I'm wondering if it's possible to do a pass on parsing of a define expression in lisp with a single regular expression, for example with the following input:

#lang sicp
(define (square x) (* x x))
(define (average x y) (/ (  x y) 2))

; using block scope
(define (sqrt x)
   ; x is always the same -- "4" or whatever we pass to it, so we don't need that
   ; in every single function that we define, we can just inherit it from above.
   (define (improve guess) (average guess (/ x guess)))
   (define (good-enough? guess) (< (abs (- (square guess) x)) 0.001 ))
   (define (sqrt-iter guess) (if (good-enough? guess) guess (sqrt-iter (improve guess))))
   (sqrt-iter 1.0)
)

(sqrt 4)

I would want to highlight the three procedures below (none of the function-scoped procedures) that start with define. The process I was thinking (if I were to do it iteratively) would be:

Remove comments.
Grab the start of the define with \(\s*define
Consume balanced parentheses up until the unbalanced ) that finishes our procedure. For a regex, something like: (?:\([^)]*\))*, though I'm sure it gets much more complex with the greediness of the *'s.

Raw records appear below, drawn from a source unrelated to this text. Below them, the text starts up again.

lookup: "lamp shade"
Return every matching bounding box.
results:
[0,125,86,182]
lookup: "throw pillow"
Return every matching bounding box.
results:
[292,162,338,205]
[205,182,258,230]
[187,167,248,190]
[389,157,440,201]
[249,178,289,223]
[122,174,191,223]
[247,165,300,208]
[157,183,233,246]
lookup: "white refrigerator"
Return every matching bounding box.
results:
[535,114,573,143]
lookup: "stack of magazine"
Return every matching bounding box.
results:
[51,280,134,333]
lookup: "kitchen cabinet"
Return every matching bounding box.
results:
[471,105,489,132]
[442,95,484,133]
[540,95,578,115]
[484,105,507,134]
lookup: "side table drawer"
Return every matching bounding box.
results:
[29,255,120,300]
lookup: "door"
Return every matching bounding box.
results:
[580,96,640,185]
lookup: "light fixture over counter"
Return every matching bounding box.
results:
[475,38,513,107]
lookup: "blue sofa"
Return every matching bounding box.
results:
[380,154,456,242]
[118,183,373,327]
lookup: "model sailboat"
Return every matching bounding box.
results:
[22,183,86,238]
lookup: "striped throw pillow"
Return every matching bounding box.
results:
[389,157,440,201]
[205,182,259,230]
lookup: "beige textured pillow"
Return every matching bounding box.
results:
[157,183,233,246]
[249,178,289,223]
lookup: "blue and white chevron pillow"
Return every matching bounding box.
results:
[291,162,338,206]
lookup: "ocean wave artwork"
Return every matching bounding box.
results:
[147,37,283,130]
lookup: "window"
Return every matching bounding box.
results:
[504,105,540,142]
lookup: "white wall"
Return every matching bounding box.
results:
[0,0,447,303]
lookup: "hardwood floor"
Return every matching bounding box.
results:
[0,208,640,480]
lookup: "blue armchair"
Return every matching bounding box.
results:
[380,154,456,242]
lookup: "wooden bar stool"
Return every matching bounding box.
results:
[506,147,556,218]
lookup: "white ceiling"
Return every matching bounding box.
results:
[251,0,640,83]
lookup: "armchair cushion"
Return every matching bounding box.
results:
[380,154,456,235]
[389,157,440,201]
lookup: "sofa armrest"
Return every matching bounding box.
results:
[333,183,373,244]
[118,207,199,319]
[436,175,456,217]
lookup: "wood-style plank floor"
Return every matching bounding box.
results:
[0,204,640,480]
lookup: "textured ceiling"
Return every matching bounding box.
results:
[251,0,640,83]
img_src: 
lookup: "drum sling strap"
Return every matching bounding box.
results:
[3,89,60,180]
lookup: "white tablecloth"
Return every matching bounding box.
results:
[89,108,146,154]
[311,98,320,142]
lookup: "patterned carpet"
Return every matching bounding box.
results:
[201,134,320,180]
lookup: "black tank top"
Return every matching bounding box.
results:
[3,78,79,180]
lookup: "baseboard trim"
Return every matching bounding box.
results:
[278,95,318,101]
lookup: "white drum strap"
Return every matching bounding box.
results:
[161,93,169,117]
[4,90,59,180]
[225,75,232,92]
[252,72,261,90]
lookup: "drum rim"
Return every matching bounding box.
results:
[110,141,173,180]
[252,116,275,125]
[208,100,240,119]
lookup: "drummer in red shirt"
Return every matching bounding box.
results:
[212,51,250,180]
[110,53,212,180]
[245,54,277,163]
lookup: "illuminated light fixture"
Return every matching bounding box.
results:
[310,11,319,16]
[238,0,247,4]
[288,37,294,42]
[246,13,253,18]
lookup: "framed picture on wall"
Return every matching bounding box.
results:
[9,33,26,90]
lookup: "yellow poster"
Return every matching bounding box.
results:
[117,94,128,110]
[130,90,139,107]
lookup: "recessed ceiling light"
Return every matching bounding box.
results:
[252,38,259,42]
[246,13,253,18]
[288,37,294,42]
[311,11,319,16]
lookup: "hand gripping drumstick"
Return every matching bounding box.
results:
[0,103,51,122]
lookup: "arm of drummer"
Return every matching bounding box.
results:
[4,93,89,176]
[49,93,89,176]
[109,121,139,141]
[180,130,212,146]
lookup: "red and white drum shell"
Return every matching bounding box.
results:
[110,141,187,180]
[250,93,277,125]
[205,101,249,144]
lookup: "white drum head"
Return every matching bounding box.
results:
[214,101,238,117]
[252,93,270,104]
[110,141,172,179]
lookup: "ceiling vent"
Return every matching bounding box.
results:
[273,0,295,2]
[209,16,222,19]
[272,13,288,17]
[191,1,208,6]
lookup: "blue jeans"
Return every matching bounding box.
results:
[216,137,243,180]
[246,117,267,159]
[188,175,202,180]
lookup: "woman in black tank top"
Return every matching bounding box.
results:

And this wouldn't even be taking into account I could have a string "( define )" that we'd also want to ignore.

Would it be possible to build a regex for this, or too complicated? Here is my starting point, which is a long way from complete: https://regex101.com/r/MlPmOd/1.

CodePudding user response：

As a preface, there is a famous quote due to Jamie Zawinski:

Some people, when confronted with a problem, think "I know, I'll use regular expressions." Now they have two problems.

The one word answer to your question is 'no'. Regular languages – the languages that regular expressions can recognise – are a proper subset of context-free languages, and the written form of s-expressions is context-free but not regular. So no regular expression can recognise the written form of an s-expression.

To see this consider a very tiny subset of s-expressions:

n = () | ( n)

So n consists of the set {(), (()), ((())), ...}, where the number of left parens and right parens in each string are equal. Such a language can't be recognised by a regular expression because you need to count parens.

Notes

Some instances of what are called 'regular expressions' in various programming languages are in fact more powerful than regular expressions and can therefore recognise classes of languages larger than regular languages. jwz's quote still applies: just because, perhaps, you can does not mean you should.
All programmers should in my opinion learn enough formal language theory to be dangerous. I don't know what a good modern reference is, but I learnt it from the Cinderella book: Hopcroft & Ullman, Introduction to Automata Theory, Languages, and Computation.
All Lisp programmers should in my opinion write a toy reader for s-expressions, as this is a good way of learning about how the real reader works, and doesn't take long.